(Courtesy of A. and C. Boni)

George M. Cohan. By Alfred Frueh

The annihilation of all the vast and silly posturing which went on a few years ago under the name of The Jest was accomplished in a perfect burlesque by Blanche Ring and Charles Winninger (the latter played Leo Ditrichstein in one of the Cohan revues) and if The Sheik never reached the stage it is possibly because Eddie Cantor burlesqued it in advance on a bicycle and with a time clock for the women of the harem. What has held the Winter Garden down (except, of course, when Al Jolson there inhabited) is the lack of good music; for the humour has always been broad and the slap-stick merry. The shows there always seem to be hankering a little for the additional vulgarity of out-and-out burlesque, but the Rath Brothers were as much at home there as the Avon Comedy Four; if my head were at stake I could not recall a single thing there which could be called exquisite, but I swear that as the show girls shuffled precariously up and down the runway I did at times fancy I heard the stamping of a goatish foot behind the scenes, and if I didn’t like the sound, I was in the minority. The Winter Garden has always been, in part, a direct assault on the senses and the method of art is always indirect; Mr Ziegfeld knows this and always manages to bathe his scenes in a cool virginal light, to the intensification of pleasure for the connoisseurs.

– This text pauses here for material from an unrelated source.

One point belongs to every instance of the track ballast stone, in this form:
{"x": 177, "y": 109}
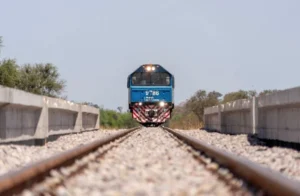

The difference between these two shows can be measured by watching one figure pass across the stage of each. Last year at the Winter Garden Conchita Piquer sang a malagueña. (You can discover all you need to know about the malagueña in Mr Santayana’s Soliloquies; to us it is the perfect exotic, as strange to our ears as Chinese song—stranger because it remains recognizably Occidental, yet seems to be based on no intervals known to our scales, and its rhythm is capricious and uncertain). She sang it “wildly well,” with a pert assured air of superiority. Yet she cast flowers into the audience as she did so, and the background and the massing of the chorus behind her were all out of key and prevented the song from being what at the Ziegfeld Follies it inevitably must have been, exquisite.

At the Follies passes Gilda Grey, a performer of limited talents gifted with unutterable intensity. Against a flaring background in which all the signs of all of Broadway are crowded together, she sings a commentary on the negro invasion—It’s Getting Very Dark on Old Broadway—the scene fades and radiolite picks out the white dresses of the chorus, the hands and faces recede into undistinguishable black. And while the chorus sings Miss Grey’s voice rises in a deep and shuddering ecstasy to cry out the two words, “Getting darker!” To disengage that cry, to insure its repercussion, went all the skill of production in everything that preceded and in everything that followed. It was exciting, but it was also exquisite, and that is exactly what the Winter Garden could not have done.

Neither of the two Music Box revues has reached that height, because in neither has production kept pace with Berlin’s music. It is part of the technique of the revue to have “stunts” and Berlin, being capable du tout, last year set a dining menu to music. Yet nothing was added when lobster and mayonnaise and celery appeared in the flesh; even worse, this year something precious is lost when one of Berlin’s veritable masterpieces, Pack Up Your Sins and Go to the Devil, is produced with an endless number of trapdoors and hoists and all the other mechanics of the stage. The first of the two revues flourished on humour—Willie Collier and Sam Bernard were inexpressibly funny—and on Berlin’s Say It With Music; so long as it stayed in New York the appearance in person of Mr Berlin, explaining to the well-remembered tunes how he wrote each of his masterpieces of ragtime, added much.

The tone of this revue was the tone of the building itself—varying from the cool and well-proportioned exterior to the comfortable, a little lavish interior. Florence Moore was as outrageous as ever, and at least as active; she is the most tireless person on the stage and to me the most tiring, for her vitality affects me as a cyclone in which I am quite unnecessarily involved. All the more surprising, then, was her shift from horseplay to burlesque in the house-hunting scene with Sam Bernard, at the end of which the children were shot by their despairing parents to remove the one obstacle between them and the perfect apartment. In an earlier scene Collier had had his chance—the one in which Bernard tried to explain his difficulties and to read a letter. All of Bernard’s stutterings and flounderings in the English vocabulary availed nothing against Collier’s imperturbable indifference. Collier has always had a divine spark—it was visible even in The Hottentot—and in that scene it glowed beautifully. The show was, to be sure, held in the matrix of Berlin’s score, and was as much held down as up to that level—I mean it was not spoiled by the intrusion of alien theatrical elements. Since then a new hydraulic system has apparently been added to the equipment of the stage, and Hassard Short, confusing the dynamics of the theatre with mere hoisting power, moves everything that can be moved except the audience. The elements are all there, but they are produced as if it were a benefit, not a revue.